American alt-country band

The Shivers were an American alternative country group. They were formed in 1989 in Austin, Texas by founding members Carey Kemper and Kelly Bell, and released two albums internationally on Restless Records (US) and Glitterhouse Records (Europe) in 1994 and 1996. Though originally from Austin, they were primarily based alternately out of Portland, Oregon and Minneapolis, Minnesota. The band applied for and was granted copyright status for the brand (™) The Shivers in 1994.

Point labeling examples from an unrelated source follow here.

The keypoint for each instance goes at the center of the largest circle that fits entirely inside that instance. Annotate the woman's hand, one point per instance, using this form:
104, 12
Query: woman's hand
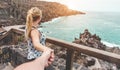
48, 54
39, 63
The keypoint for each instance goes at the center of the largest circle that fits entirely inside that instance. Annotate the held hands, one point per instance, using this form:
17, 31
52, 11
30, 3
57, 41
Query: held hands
48, 56
39, 63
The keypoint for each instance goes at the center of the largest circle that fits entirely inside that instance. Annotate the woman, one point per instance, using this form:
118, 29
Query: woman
36, 43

The Shivers were very favorably reviewed for their work in Rolling Stone in both the United States and in Europe. Their first record, The Shivers, was released in 1994 to widespread positive response both in the US and the UK, and their second record, The Buried Life (Restless 72915–2) was released in 1996, where it was praised by the alternative country movement both in the US and Europe. It was named to the Top-10 Best Albums of 1996 by Country Guitar magazine, and New Country, Mojo and Alternative Press also praised it. and others) Both albums were recorded by Tom Herbers at his Third Ear Studios in Minneapolis and at Dead Aunt Thelma's Studio in Portland.

==History==
The band was an early alt-country groundbreaker, touring widely and continuously in the US for several years, including the SXSW Music Conference three years running (1994–1996, the New Music Seminar (1995), the Northwest Independent Music Conference (1996) and NXNW (1997).

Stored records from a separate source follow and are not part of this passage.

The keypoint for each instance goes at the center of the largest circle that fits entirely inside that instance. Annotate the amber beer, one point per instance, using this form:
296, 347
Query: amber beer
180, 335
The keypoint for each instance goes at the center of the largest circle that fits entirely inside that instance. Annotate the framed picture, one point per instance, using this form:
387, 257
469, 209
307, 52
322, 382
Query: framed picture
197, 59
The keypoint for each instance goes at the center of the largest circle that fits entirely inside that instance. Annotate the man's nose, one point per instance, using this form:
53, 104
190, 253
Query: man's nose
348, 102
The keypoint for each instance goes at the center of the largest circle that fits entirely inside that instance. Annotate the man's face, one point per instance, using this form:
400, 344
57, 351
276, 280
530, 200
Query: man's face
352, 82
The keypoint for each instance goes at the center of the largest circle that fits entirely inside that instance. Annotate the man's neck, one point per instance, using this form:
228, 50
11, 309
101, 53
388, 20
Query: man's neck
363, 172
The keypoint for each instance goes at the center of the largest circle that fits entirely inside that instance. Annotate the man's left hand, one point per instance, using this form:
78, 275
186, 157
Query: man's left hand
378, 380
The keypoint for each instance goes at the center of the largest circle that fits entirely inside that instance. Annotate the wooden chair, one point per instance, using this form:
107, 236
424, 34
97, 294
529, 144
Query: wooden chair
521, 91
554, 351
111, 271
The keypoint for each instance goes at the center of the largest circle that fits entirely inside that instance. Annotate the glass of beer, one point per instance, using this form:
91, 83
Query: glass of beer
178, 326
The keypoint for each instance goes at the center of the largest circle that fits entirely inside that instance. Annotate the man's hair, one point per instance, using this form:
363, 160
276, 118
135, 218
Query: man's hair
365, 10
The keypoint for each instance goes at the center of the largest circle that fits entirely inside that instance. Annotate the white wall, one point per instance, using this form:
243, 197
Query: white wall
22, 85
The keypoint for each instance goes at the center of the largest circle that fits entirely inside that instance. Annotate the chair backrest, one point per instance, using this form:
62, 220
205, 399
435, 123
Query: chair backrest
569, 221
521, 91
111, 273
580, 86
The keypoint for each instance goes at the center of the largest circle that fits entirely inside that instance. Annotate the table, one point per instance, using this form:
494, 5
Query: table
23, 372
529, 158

The founding members of the band were Carey Kemper (guitars, songwriter, vocals), Kelly Bell (bass, songwriter, vocals, acoustic guitar) and Barry Haney (drums), and this lineup produced the two above-mentioned records, as well as two earlier recordings, a self-released, self-titled cassette, and a 7" single "Almost Gone" b/w "Love Other Gone", both in 1992.

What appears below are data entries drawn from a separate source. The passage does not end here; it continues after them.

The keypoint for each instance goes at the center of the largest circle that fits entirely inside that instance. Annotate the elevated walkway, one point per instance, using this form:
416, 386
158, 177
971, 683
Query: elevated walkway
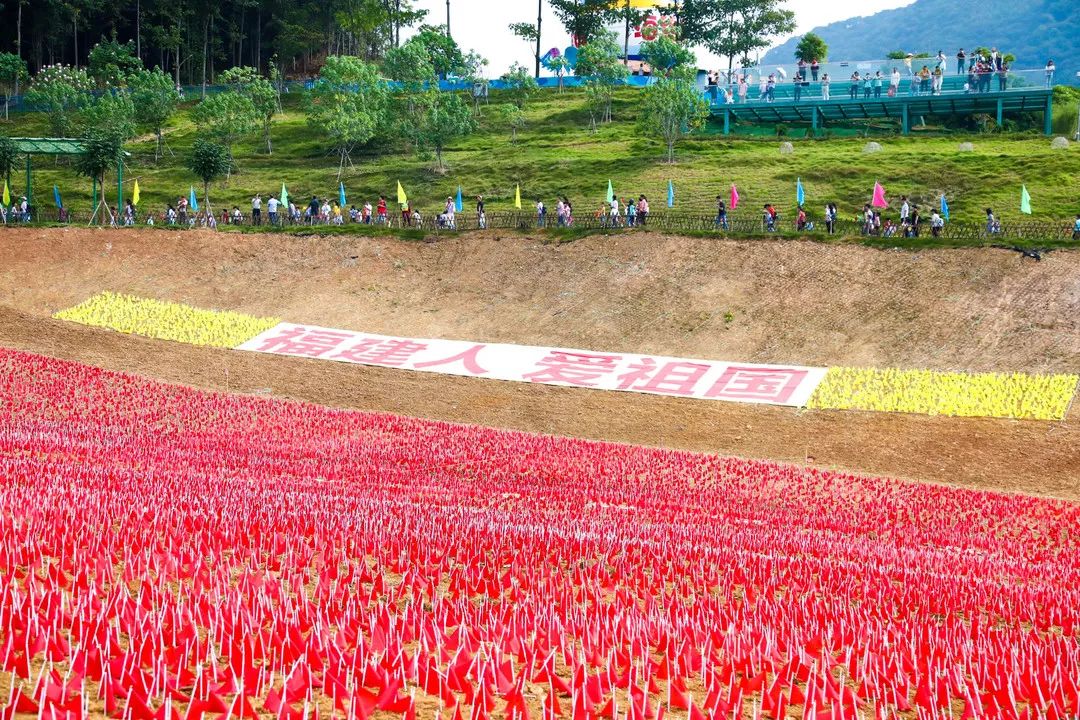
954, 100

Founding member Kelly Bell received her bachelor's degree in Linguistics from UT Austin and is the Founder and CTO of Gotham City Drupal, a Drupal CMS development cooperative.

In early 1997, Restless Records dropped the band and The Shivers broke up shortly after playing the first NXNW Conference in October 1997, ending their career by releasing an independent CD titled "v3.5", recorded by Joash Gallagher in Portland.

==Discography==
===The Shivers ===
Recording Information about The Shivers CD (Restless UPC:018777277723 )

====Track listing====
1. Silver City Train
2. Rivers
3. Almost Gone
4. Never Leave Nevada
5. Love Other Gone
6. When I Fall
7. Good As Things Are
8. Things Change
9. Gentle
10. Red Cats
11. Heart Of Texas Blues
12. Dreamtime With A Wanted Man

====Details====
- Producer: The Shivers, Tom Herbers
- Distributor: Ryko Distribution
- Recording type: Studio
- Recording mode: Stereo
- SPAR Code: n/a

====Album notes====
The Shivers: Carey Kemper (vocals, guitar, violin), Kelly Bell (vocals, bass, acoustic guitar), Christopher Wolff (drums, percussion).
Additional personnel: Barry Haney, Diesel Tucker (drums).
Recordists: Tom Herbers (tracks 1-2, 4, 6-12); Jason Orris (tracks 3, 5).